Multiple receptors mediate the modulatory effects of serotonergic neurons in a small neural network.

Abstract

The gastropyloric receptor (GPR) cells are a set of cholinergic/serotonergic mechanosensory neurons that modulate the activity of neural networks in the crab stomatogastric ganglion (STG). Stimulation of these cells evokes a variety of slow modulatory responses in different STG neurons that are mimicked by exogenously applied serotonin (5-HT); these responses include tonic inhibition, tonic excitation and induction of rhythmic bursting. We used pharmacological agonists and antagonists to show that these three classes of modulatory response in the STG neurons are mediated by distinct 5-HT receptor subtypes. GPR stimulation or application of 5-HT or 2-me-5HT (a vertebrate 5-HT3 agonist) inhibited the pyloric constrictor (PY) neurons; these actions were selectively antagonized by gramine.

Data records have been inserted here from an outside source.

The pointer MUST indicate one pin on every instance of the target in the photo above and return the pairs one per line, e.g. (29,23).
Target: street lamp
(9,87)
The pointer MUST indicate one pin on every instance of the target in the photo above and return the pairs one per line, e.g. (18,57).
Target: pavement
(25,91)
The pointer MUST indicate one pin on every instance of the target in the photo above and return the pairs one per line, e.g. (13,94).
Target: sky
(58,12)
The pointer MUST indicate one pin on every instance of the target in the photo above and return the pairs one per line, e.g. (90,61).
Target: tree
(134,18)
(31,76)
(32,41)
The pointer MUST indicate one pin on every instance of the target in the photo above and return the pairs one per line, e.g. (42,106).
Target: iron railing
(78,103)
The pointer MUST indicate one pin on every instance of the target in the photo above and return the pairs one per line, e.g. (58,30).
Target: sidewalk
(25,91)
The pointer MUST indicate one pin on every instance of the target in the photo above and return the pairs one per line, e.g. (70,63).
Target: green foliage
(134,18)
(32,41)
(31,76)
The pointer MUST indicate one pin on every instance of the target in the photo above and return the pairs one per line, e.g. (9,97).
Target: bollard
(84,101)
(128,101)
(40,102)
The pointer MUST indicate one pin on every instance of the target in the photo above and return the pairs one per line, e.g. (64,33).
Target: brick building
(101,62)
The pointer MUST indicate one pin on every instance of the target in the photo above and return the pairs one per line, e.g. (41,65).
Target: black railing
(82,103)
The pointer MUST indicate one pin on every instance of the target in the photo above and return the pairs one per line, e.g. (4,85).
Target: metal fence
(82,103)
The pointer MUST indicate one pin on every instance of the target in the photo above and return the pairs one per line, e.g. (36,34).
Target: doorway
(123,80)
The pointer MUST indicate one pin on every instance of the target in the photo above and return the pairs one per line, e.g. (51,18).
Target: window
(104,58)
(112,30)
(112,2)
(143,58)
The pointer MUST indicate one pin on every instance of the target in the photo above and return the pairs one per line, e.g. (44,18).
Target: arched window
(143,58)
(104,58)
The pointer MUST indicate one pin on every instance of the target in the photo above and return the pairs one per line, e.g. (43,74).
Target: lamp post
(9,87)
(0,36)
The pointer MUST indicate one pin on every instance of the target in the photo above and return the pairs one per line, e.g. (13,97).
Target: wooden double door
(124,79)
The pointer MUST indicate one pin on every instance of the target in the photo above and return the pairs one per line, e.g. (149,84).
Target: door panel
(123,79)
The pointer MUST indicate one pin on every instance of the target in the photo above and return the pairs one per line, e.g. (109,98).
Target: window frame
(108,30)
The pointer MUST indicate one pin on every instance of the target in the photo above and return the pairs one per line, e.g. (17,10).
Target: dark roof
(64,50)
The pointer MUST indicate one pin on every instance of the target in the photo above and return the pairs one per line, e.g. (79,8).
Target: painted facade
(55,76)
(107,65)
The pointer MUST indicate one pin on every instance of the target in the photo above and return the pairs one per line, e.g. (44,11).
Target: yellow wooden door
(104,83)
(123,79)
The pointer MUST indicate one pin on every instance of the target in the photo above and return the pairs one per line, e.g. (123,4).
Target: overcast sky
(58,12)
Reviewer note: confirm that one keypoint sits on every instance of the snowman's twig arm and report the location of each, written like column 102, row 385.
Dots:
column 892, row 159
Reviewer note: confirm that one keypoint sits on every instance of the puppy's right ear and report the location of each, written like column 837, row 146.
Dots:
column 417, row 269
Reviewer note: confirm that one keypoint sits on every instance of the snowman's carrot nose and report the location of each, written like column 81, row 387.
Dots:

GPR stimulation or application of 5-HT induced rhythmic bursting in the electrically coupled anterior burster (AB) and pyloric dilator (PD) neurons; these effects were antagonized by the 5-HT1c/2 antagonist cinanserin and by atropine at concentrations that do not block muscarinic cholinergic receptors in the crab STG. The 5-HT agonists 5-CT (5-HT1) and alpha-me-5HT (5-HT2) also induced AB/PD bursting, which was blocked by cinanserin, but not by atropine. GPR stimulation or application of 5-HT and 5-CT evoked tonic excitation of the lateral pyloric (LP) neuron. These effects were blocked by cinanserin. Several other 5-HT agonists and nearly all the vertebrate 5-HT antagonists we tested had little or no effect on the crab pyloric 5-HT receptors. These results provide further evidence that the modulatory sensory GPR neuron uses serotonin to evoke multiple modulatory responses via multiple 5-HT receptors. However, the 5-HT receptors in the crab STG neurons are not pharmacologically similar to vertebrate 5-HT receptors.